Light balls and whooshes

A midwife friend was driving through vast acres of sagebrush on the western side of the Rio Grande after a home visit with a Mom-to-be. Night time. This area of the mesa is a scatter of makeshift homes cobbled together from old school buses, trailers, scrap lumber, tents, sitting on dry land with no wells, no electricity, utterly off the grid. She drove along the dirt road. Balls of red light flew past her car, at car height. Wow! Well, sort of “wow”. She’d seen them before.

Another friend was hiking along the Taos mesa, through vast acres of sagebrush. Daytime. A large creature of enormous speed whooshed past, airborne, at head height, a few feet away. Not a bird. They were “seen” enough by enough people to acquire a name: prairie dragons.

Lights danced in the sky. Some shot nearly fire-bright, one horizon to another.

Because the veil is thin here, the area tends to attract people wanting to pierce it, or rip it to shreds. Light-workers and shamans, cult leaders, truth-seekers and charlatans of all sorts, honorable and not, a mix of scientists and pot-heads, Pueblo spiritual leaders and the “Trustafarians” (Rasta-type younger Anglos with secret trust funds). All kinds. The ones I heard stories from were arrow-straight, uncontaminated by any preconceptions.
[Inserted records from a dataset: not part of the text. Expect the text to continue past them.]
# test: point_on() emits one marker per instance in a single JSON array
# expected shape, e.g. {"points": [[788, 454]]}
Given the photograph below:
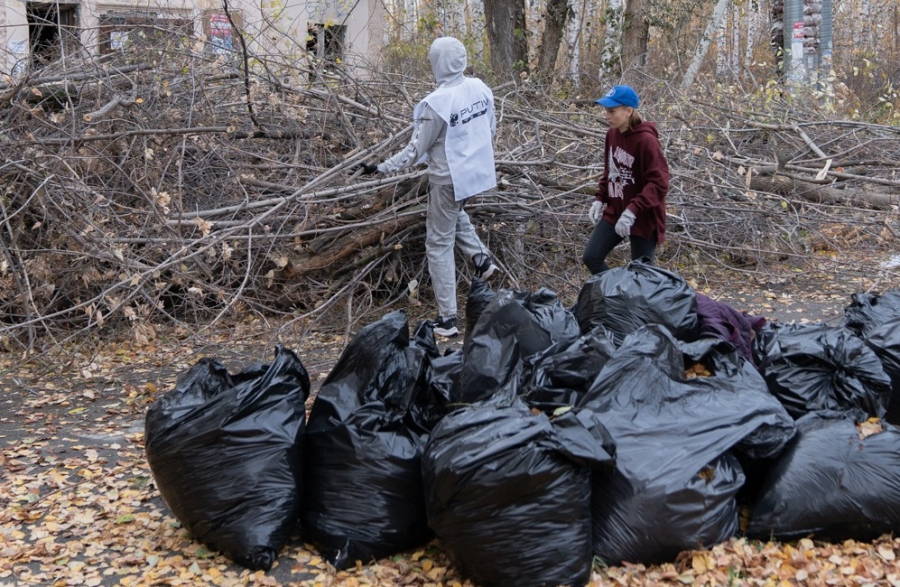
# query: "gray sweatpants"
{"points": [[446, 224]]}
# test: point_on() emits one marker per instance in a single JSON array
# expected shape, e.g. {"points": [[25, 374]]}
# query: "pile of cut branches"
{"points": [[188, 186]]}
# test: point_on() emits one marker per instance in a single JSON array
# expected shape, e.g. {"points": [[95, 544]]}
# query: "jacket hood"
{"points": [[448, 60]]}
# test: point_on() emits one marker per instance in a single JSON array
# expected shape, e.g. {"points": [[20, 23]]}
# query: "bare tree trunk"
{"points": [[718, 13], [611, 65], [507, 31], [753, 24], [554, 26], [635, 34]]}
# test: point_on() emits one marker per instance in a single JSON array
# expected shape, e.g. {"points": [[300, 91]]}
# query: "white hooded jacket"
{"points": [[453, 126]]}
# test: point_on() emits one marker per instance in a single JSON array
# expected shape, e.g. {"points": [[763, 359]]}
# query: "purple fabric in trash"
{"points": [[720, 320]]}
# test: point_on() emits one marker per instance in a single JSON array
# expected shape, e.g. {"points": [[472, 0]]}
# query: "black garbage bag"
{"points": [[678, 413], [884, 340], [226, 452], [434, 399], [625, 298], [513, 326], [509, 493], [867, 311], [562, 374], [811, 367], [363, 496], [479, 297], [837, 480]]}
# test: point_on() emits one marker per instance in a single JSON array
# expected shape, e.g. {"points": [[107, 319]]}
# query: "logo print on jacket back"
{"points": [[469, 113]]}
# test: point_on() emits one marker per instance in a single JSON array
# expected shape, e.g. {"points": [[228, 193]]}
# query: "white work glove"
{"points": [[626, 221], [596, 211]]}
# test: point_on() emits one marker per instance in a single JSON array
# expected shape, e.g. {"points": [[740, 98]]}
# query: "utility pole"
{"points": [[808, 33]]}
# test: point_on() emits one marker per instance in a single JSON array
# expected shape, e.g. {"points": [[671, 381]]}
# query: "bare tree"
{"points": [[507, 36], [635, 34], [555, 25]]}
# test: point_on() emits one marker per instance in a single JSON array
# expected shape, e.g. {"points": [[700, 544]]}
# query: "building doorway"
{"points": [[51, 28]]}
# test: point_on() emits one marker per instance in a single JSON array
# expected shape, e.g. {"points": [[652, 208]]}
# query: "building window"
{"points": [[142, 30], [326, 41]]}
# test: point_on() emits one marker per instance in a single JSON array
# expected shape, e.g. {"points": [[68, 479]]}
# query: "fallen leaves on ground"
{"points": [[78, 505]]}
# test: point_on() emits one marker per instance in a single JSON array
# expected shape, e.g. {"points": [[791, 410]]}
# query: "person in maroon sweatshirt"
{"points": [[630, 201]]}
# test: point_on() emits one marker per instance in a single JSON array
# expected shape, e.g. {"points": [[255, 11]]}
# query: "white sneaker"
{"points": [[445, 327]]}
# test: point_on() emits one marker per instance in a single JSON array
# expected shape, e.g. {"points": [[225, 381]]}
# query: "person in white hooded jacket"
{"points": [[453, 129]]}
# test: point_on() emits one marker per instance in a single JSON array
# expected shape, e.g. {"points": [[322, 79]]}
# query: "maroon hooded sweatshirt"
{"points": [[635, 176]]}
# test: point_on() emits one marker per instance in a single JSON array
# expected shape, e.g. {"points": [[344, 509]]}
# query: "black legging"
{"points": [[604, 239]]}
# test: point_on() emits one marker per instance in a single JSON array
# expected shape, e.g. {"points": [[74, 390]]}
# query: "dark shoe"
{"points": [[484, 267], [445, 327]]}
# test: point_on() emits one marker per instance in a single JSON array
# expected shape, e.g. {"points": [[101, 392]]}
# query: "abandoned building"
{"points": [[36, 32]]}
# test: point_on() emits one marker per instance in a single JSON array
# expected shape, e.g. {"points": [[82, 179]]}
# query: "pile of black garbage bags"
{"points": [[636, 424]]}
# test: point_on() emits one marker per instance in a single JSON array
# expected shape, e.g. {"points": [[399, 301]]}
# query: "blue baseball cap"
{"points": [[620, 96]]}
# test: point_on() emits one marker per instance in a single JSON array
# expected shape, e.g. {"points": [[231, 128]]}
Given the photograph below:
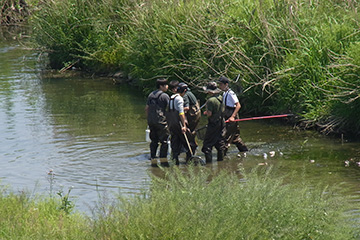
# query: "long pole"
{"points": [[263, 117]]}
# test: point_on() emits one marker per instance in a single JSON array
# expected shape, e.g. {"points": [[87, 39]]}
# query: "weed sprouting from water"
{"points": [[66, 204], [51, 179]]}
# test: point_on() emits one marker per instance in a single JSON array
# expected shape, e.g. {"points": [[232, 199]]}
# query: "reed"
{"points": [[292, 55]]}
One was an ambulance driver, EMT, midwife, athlete, still our very close friend. Answering a car crash call, she told us, “When I got there, he was way dead.” The EMTs had to decide every time: “stay and play” (let’s work on this person right here to save him/her) or “scoop and run” (load the person in and hightail it to the Taos hospital). Solid, highly skilled, sensible. And she saw things. Large bright objects moseying through the sky over her house.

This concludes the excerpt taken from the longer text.